Suggested test matrix¶

Run every task across this matrix, not just one example — the parity and overflow bugs hide on inputs a single example never reaches. A practical CI recipe: generate a few hundred random (p, q) pairs and random non-square D per build, assert the determinant identity and the fold-back round-trip on each, and assert x^2 - D y^2 == 1 for every Pell solution — these randomized property checks catch far more than the fixed examples.

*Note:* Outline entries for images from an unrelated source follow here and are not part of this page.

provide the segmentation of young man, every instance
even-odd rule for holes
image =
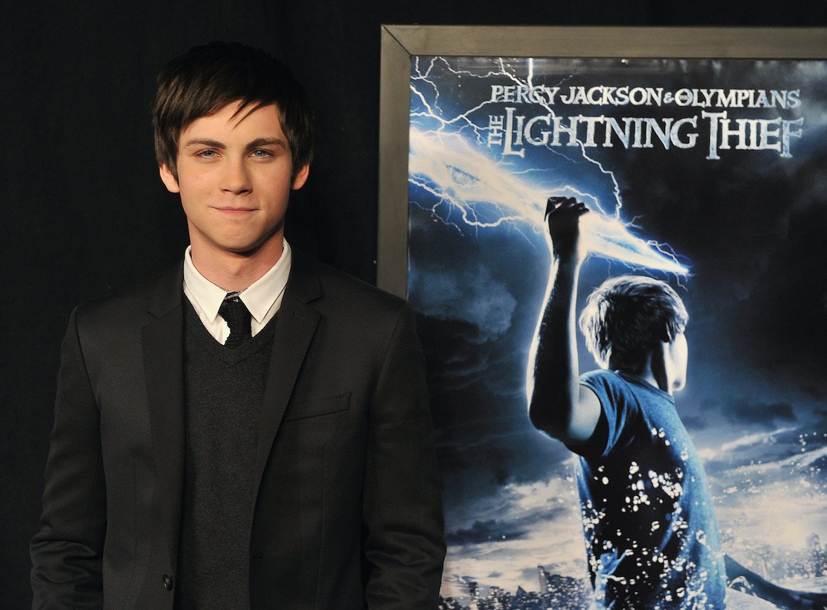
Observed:
[[[212,43],[161,71],[153,125],[190,246],[71,316],[34,608],[434,608],[411,312],[284,240],[311,159],[302,88],[263,51]]]
[[[609,279],[580,326],[601,369],[579,374],[575,304],[586,256],[573,198],[548,200],[554,260],[529,360],[529,417],[580,456],[577,485],[595,608],[724,608],[727,580],[780,608],[825,596],[767,582],[721,550],[704,468],[675,409],[686,379],[688,315],[667,284]]]

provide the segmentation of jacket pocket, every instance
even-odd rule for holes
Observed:
[[[302,398],[292,401],[287,405],[284,421],[289,422],[347,411],[350,408],[350,392],[321,398]]]

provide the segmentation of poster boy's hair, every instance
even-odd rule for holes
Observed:
[[[609,278],[580,315],[586,347],[604,369],[639,373],[657,345],[683,332],[689,314],[669,284],[642,275]]]
[[[233,102],[235,115],[275,104],[287,137],[293,175],[313,159],[313,112],[290,69],[237,42],[211,42],[174,58],[158,74],[152,128],[158,164],[178,179],[178,140],[187,126]]]

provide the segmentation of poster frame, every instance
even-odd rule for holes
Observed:
[[[823,27],[382,25],[376,285],[407,294],[410,62],[417,55],[827,59]]]

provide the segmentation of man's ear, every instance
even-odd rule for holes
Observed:
[[[158,173],[160,174],[161,182],[164,183],[164,186],[170,193],[181,192],[181,188],[178,186],[178,180],[165,163],[158,166]]]
[[[309,175],[309,174],[310,174],[310,164],[305,163],[299,169],[299,171],[296,172],[296,175],[293,177],[293,183],[290,185],[290,188],[293,188],[293,190],[294,191],[298,191],[299,188],[304,186],[304,183],[307,182],[308,175]],[[169,188],[169,187],[167,187],[167,188]]]
[[[657,387],[664,392],[672,393],[672,371],[669,370],[669,365],[667,362],[667,350],[668,343],[658,341],[655,349],[652,350],[649,366],[652,368],[652,375],[657,382]]]

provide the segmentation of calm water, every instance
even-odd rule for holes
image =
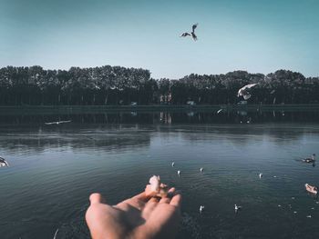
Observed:
[[[0,238],[53,238],[57,228],[57,238],[89,238],[89,194],[116,204],[153,174],[182,191],[178,238],[319,238],[319,204],[304,190],[319,184],[319,164],[301,162],[319,154],[318,114],[277,115],[61,115],[72,123],[58,126],[43,124],[55,116],[2,116],[11,167],[0,168]]]

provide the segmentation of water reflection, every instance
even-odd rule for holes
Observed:
[[[319,204],[304,192],[318,167],[302,162],[317,153],[316,112],[135,115],[2,115],[0,153],[12,166],[0,170],[0,237],[52,238],[59,227],[57,238],[88,238],[90,193],[115,204],[160,174],[183,192],[179,239],[318,238]]]
[[[71,120],[74,124],[259,124],[319,122],[319,111],[283,112],[261,110],[217,112],[112,112],[82,115],[0,115],[0,124],[43,124],[46,122]]]

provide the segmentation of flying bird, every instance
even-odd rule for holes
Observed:
[[[189,36],[189,35],[191,35],[192,39],[194,41],[197,41],[197,35],[195,35],[195,29],[197,27],[199,24],[194,24],[192,26],[191,26],[191,33],[182,33],[180,37],[185,37],[185,36]]]
[[[258,83],[249,84],[249,85],[246,85],[245,86],[240,88],[238,90],[237,97],[242,96],[244,100],[248,100],[250,97],[252,97],[252,95],[249,94],[248,89],[255,86],[256,85],[258,85]]]
[[[0,167],[8,167],[9,164],[6,162],[5,159],[3,157],[0,157]]]
[[[202,210],[205,208],[205,206],[203,206],[203,205],[201,205],[200,206],[200,213],[201,213],[201,213],[202,213]]]
[[[58,233],[58,228],[57,229],[56,233],[55,233],[55,235],[53,236],[53,239],[57,239],[57,234]]]
[[[61,121],[54,121],[54,122],[46,122],[45,124],[46,125],[50,124],[65,124],[65,123],[70,123],[70,120],[61,120]]]
[[[235,204],[235,214],[237,214],[240,209],[242,209],[242,206]]]

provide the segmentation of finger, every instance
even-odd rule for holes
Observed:
[[[181,195],[176,194],[173,196],[173,198],[170,200],[170,204],[180,207],[181,203]]]
[[[145,204],[144,210],[142,211],[142,217],[148,219],[151,213],[154,211],[155,207],[158,205],[159,200],[155,197],[152,197]]]
[[[169,190],[168,197],[172,198],[172,197],[175,195],[175,192],[176,192],[175,187],[171,187],[171,188]]]
[[[148,196],[145,194],[145,192],[143,192],[133,196],[132,198],[146,201],[148,199]]]
[[[160,200],[160,204],[170,204],[170,197],[162,197]]]
[[[159,199],[157,197],[151,197],[149,201],[149,203],[159,203]]]
[[[91,204],[103,204],[105,203],[105,199],[100,194],[94,193],[89,196],[89,202],[91,203]]]

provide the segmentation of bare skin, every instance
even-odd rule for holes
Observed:
[[[89,197],[86,220],[93,239],[174,238],[180,219],[181,195],[171,188],[168,197],[148,198],[141,193],[117,205],[99,194]]]

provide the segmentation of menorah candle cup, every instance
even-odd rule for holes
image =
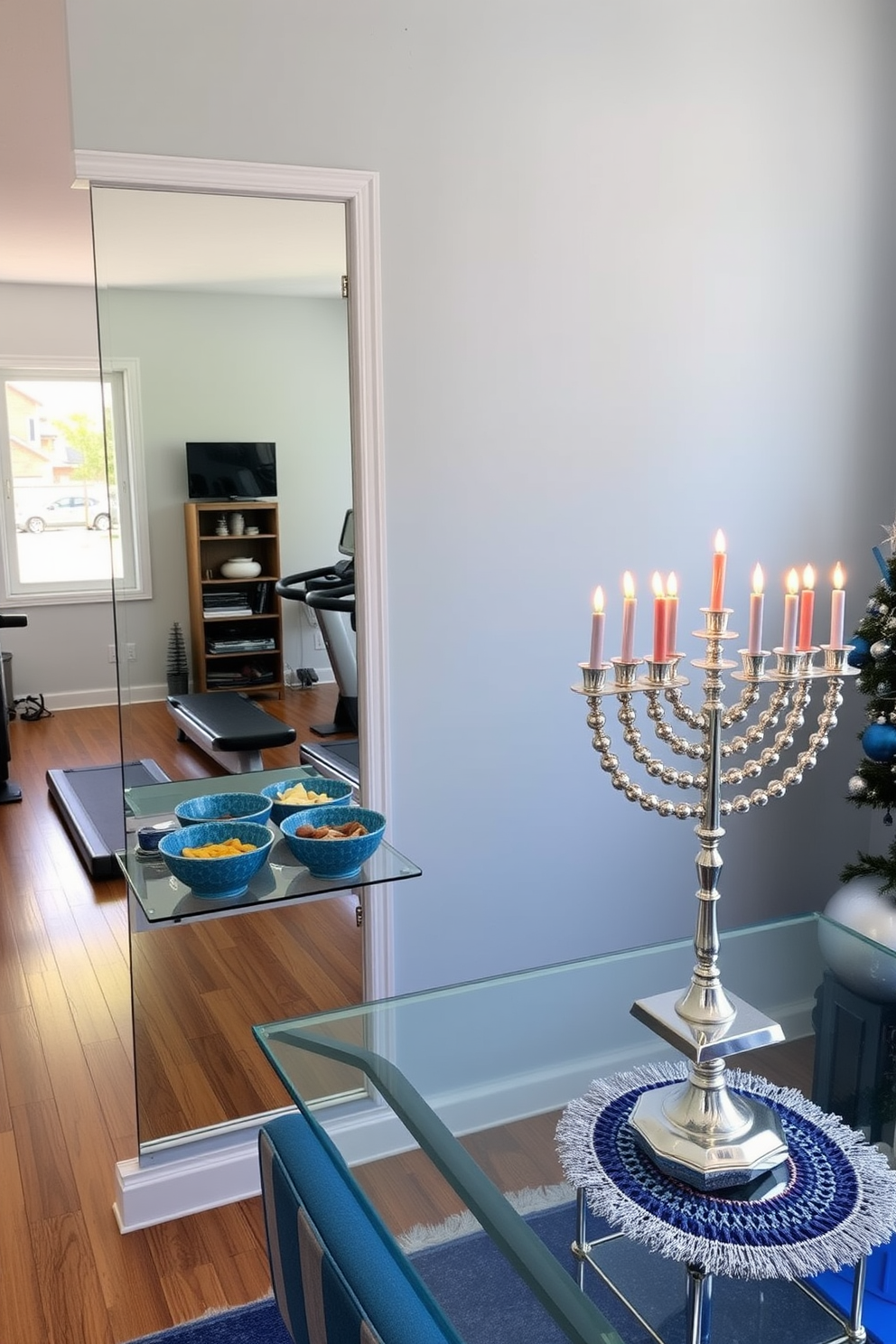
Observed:
[[[641,667],[641,659],[629,661],[627,659],[613,659],[615,672],[615,689],[630,689],[635,683],[635,669]]]
[[[654,661],[654,659],[645,659],[645,667],[647,668],[647,681],[652,685],[672,685],[676,680],[676,669],[678,667],[678,655],[672,659],[662,659],[662,661]]]
[[[613,671],[611,663],[602,663],[592,668],[590,663],[579,663],[582,669],[582,685],[588,695],[600,695],[607,681],[607,672]]]
[[[852,644],[822,644],[821,649],[825,655],[825,672],[827,676],[842,676]]]
[[[748,681],[762,681],[766,675],[766,659],[768,657],[771,657],[768,649],[759,649],[756,653],[751,653],[750,649],[740,649],[743,675]]]
[[[705,629],[703,630],[695,630],[695,634],[697,636],[724,634],[727,632],[728,617],[732,613],[732,607],[723,606],[721,610],[713,612],[712,607],[701,606],[700,610],[705,618],[707,625]]]

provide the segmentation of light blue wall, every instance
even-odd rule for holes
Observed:
[[[686,933],[690,828],[610,790],[568,687],[625,567],[642,597],[674,569],[697,624],[717,527],[735,629],[756,559],[771,632],[809,559],[864,606],[896,496],[892,5],[67,9],[79,148],[382,175],[392,820],[424,870],[398,986]],[[727,925],[837,886],[860,708],[732,824]]]

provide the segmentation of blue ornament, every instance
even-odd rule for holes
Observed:
[[[892,761],[896,757],[896,728],[891,723],[869,723],[862,732],[862,751],[869,761]]]

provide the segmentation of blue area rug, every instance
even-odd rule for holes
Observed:
[[[531,1214],[533,1227],[557,1259],[574,1270],[570,1242],[575,1235],[575,1206]],[[588,1235],[610,1228],[588,1220]],[[637,1294],[637,1305],[666,1344],[685,1344],[684,1266],[622,1238],[609,1241],[595,1258],[614,1282]],[[517,1278],[485,1232],[473,1232],[411,1254],[414,1266],[429,1284],[466,1344],[568,1344],[566,1335]],[[625,1344],[653,1344],[627,1309],[588,1269],[588,1294],[617,1328]],[[713,1284],[713,1340],[725,1344],[817,1344],[836,1333],[833,1320],[793,1284],[743,1279]],[[865,1325],[869,1344],[892,1344],[896,1308],[868,1300]],[[136,1344],[136,1341],[134,1341]],[[216,1316],[188,1321],[173,1329],[145,1336],[140,1344],[290,1344],[273,1300],[253,1302]]]

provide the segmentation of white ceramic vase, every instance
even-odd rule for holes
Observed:
[[[222,577],[226,579],[254,579],[261,574],[262,567],[258,560],[253,560],[249,556],[235,556],[232,560],[224,560],[220,567]]]
[[[896,899],[881,895],[876,878],[853,878],[825,906],[821,954],[842,984],[862,999],[896,1003]],[[852,930],[852,931],[845,931]],[[860,937],[856,937],[856,935]]]

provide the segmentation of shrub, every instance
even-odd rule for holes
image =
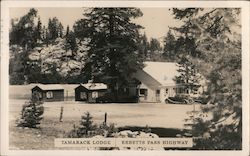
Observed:
[[[30,101],[23,105],[21,118],[17,120],[17,126],[37,128],[37,125],[43,119],[43,112],[43,102],[40,101],[38,93],[35,92],[32,94]]]

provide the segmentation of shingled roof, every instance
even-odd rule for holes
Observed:
[[[178,64],[173,62],[144,62],[145,67],[134,77],[151,87],[175,85],[174,78],[179,76]]]
[[[85,83],[81,84],[88,90],[101,90],[101,89],[107,89],[107,85],[104,83]]]

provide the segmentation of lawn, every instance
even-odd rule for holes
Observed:
[[[75,101],[44,103],[44,119],[40,129],[23,129],[15,126],[24,99],[10,99],[10,148],[11,149],[56,149],[54,138],[64,137],[79,125],[84,112],[89,111],[94,123],[104,121],[114,123],[119,130],[140,130],[148,125],[152,132],[160,137],[175,137],[184,133],[183,126],[187,111],[193,110],[192,105],[173,105],[162,103],[127,103],[127,104],[86,104]],[[63,122],[59,122],[60,110],[63,107]],[[197,105],[196,108],[199,106]],[[58,148],[57,148],[58,149]]]

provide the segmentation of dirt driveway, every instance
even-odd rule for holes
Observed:
[[[10,119],[15,120],[21,110],[24,100],[10,100]],[[176,105],[162,103],[131,103],[131,104],[86,104],[75,101],[44,103],[44,119],[59,120],[60,109],[63,107],[63,120],[79,123],[81,115],[89,111],[95,123],[104,120],[116,126],[150,126],[164,128],[185,128],[184,119],[187,111],[193,110],[193,105]],[[195,106],[198,109],[198,105]]]

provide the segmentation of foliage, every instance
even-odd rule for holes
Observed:
[[[82,138],[82,137],[93,137],[95,135],[101,135],[104,137],[111,137],[114,133],[118,132],[118,129],[114,124],[105,124],[100,125],[93,124],[92,116],[89,112],[86,112],[81,117],[79,127],[74,125],[73,130],[71,130],[67,137],[71,138]]]
[[[89,112],[85,112],[85,114],[81,117],[80,127],[77,130],[77,135],[79,137],[87,136],[90,131],[95,129],[92,118],[93,117]]]
[[[75,52],[77,51],[78,47],[76,43],[75,33],[72,31],[69,31],[65,37],[66,37],[66,45],[65,45],[66,51],[71,50],[72,56],[76,55]]]
[[[125,85],[142,67],[138,52],[141,26],[131,19],[142,16],[137,8],[91,8],[74,25],[79,39],[88,38],[85,73],[109,84],[112,92]]]
[[[42,104],[38,93],[33,93],[30,101],[23,105],[21,119],[17,120],[17,126],[36,128],[43,119],[44,107]]]
[[[212,119],[195,118],[193,133],[199,138],[196,148],[241,149],[240,9],[173,9],[173,14],[184,22],[174,28],[176,40],[185,41],[180,48],[189,50],[185,57],[208,83],[210,105],[203,112],[212,112]]]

A final reminder on the unifying structure: every task here is the same Euclid loop with a different stopping rule and a different value read off the registers. If you build and harden the three shared snippets above (expand, convergents, cf_sqrt) plus a sign-normalized reconstruction helper, the fifteen tasks become short, low-risk wrappers. Resist the urge to copy-paste the loop into each task; a single tested engine is both fewer lines and fewer bugs.

Each task must be implemented and tested in Go, Java, and Python, with identical outputs across all three on the same inputs (everything is exact integer arithmetic, so results must match bit-for-bit).